Closed mateuszviste closed 6 days ago
This should be the relevant call stack involved in this
func3f
fdos_handle
fdos_crit
fdos_nocrit
fdos_entry
fdos_read
fdosrw
deblock_rw
locate_buffer
Quite some room for something to go wrong. On reads smaller than a sector the EDR kernel reads into one of its buffers and does a "deblocking", meaning that it copies the relevant part of the read rector from the buffer to user space. First thing we should check if locate_buffer
does indeed return already read sector data or if this fails for some reason.
@mateuszviste can you please do a 512 byte read comparison? EDR should then use a different code path, doing direct reads to user space buffer.
tim512 says:
EDR = 1.8s
FreeDOS = 1.6s
FreeDOS is still better, but only by some 10% now.
attached, just in case: tim512.zip
Thanks, I would not mind the 10% difference for the time being. So this strongly indicates that it is indeed some buffering / deblocking issue. I will try to find out whats going on with the deblocking / buffering code...
Block cache seems not to cause this slowdown. Have not compared the sector numbers of the sectors read, but when loading the PL translation, less than ~25 sector reads are performed, and between the reads several seconds pass. 25 sectors looks like a reasonable number taking the size of the translation into account...
I have to think about how to profile the kernel in general. I'd love to have something like Watcom wsample / wprof or Borland tprof for profiling the kernel. But these tools do not work for the kernel.
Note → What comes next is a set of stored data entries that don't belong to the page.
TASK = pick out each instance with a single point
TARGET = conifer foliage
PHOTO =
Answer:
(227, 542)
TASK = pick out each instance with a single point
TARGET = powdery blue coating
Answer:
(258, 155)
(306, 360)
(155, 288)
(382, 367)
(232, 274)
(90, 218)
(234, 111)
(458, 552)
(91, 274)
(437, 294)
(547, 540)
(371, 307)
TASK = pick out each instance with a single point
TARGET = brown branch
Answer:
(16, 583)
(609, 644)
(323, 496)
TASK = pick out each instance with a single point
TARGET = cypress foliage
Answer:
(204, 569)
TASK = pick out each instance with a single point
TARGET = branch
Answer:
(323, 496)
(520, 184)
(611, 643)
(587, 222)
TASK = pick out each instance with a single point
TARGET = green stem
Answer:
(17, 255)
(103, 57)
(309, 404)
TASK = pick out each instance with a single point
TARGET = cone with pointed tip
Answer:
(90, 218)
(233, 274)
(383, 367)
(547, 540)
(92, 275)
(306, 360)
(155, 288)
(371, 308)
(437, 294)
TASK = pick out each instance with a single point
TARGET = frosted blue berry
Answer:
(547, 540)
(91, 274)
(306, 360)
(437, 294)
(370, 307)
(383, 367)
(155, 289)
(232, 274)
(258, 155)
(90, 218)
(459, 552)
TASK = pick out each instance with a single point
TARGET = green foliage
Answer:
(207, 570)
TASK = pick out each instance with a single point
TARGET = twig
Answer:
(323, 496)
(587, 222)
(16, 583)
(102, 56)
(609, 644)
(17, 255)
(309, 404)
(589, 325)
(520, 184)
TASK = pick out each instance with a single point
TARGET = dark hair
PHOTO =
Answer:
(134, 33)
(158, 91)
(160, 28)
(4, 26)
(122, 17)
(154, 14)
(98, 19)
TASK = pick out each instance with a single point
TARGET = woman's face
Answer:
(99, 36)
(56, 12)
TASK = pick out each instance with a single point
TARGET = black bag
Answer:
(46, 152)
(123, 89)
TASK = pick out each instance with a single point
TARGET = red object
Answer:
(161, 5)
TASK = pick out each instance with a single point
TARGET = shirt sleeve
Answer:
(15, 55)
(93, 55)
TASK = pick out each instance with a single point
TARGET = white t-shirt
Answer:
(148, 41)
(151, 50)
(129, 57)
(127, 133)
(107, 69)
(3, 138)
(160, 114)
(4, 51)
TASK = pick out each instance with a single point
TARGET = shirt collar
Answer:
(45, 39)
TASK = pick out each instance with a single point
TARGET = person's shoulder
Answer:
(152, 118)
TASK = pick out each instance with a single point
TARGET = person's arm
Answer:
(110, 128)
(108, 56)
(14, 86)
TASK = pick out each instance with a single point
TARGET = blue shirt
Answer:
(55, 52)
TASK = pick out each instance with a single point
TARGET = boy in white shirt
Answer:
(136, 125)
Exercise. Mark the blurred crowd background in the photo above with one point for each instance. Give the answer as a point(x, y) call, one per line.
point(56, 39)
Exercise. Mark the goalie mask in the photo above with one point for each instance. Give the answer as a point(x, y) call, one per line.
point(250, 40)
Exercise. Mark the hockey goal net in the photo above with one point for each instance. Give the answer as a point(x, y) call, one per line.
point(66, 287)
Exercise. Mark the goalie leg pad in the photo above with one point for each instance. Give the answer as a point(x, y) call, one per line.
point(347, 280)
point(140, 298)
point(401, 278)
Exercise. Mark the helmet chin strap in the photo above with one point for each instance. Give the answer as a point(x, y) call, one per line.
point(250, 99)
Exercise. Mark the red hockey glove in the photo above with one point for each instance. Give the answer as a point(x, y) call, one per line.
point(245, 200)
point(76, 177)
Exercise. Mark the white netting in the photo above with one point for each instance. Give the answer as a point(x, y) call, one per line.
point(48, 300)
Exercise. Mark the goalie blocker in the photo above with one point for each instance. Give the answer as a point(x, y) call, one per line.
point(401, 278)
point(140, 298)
I consider making a special build of the kernel by utilizing the RDTSC x86 instruction (Pentium+), and use this to incrementally find out how much cycles the different kernel routines take, perhaps aided by some macros. But I never used RDTSC, so have to make a few test runs...
Maybe it's too primitive, but what about adding some one-byte variable in memory (seg 50h), and make every routine of the kernel change this variable when the routine is entered? Perhaps this could be automated through some macro that overloads the call instruction. Then, a TSR would run the PIT at 1000hz and frequently poll this shared variable, identifying what part of the kernel is being executed at the given moment. This information would have to be written somewhere in some array with counters, so it would be easy to see where statistically the CPU spends the most of time.
No bad idea with the variable at 50h. But if we start thinking about a TSR we could also record CS:IPs and matching them against a memory map of the kernel, so we know exactly which functions were called without having to manually inserting code for setting the variable at 50h with different values.
And surprisingly I found TSC functionality already built into the kernel, have to test if this works :) :
I figured out that on an emulated Pentium, when calling kernel function 39h (read), the routines fdrw_prepare
and fdrw_seek
both account for 40% of the runtime, accumulating to 80%. These are called by fdosrw
. This is for buffered reads with the sector in the deblocking cache! Next would be to analyze these functions for performance bottlenecks.
Here are the significant TSC differences for the func39 call stack (I left out the unimportant ones):
func39: 202f
fdosrw: 1A59
fdrw_prepare: 0C2A
div64: 0A4D
fdrw_size: 0075
deblock_rw: 0079
fdrw_seek: 0D15
div64: 0A4D
As you may notice the div64
routine is at least on the 86box pentium box slow as hell. As the 8086 does not have a div64 instruction, this is implemented in assembly. About 80% of the runtime of fdrw_seek and fdrw_prepare is because of div64. So if we want to speed things up, we should first try to improve this, if its possible:
I did a very naive optimisation, as I noticed that the stacks for div64
and div32
are the same: https://hg.pushbx.org/ecm/edrdos/rev/374911957af5 Please test!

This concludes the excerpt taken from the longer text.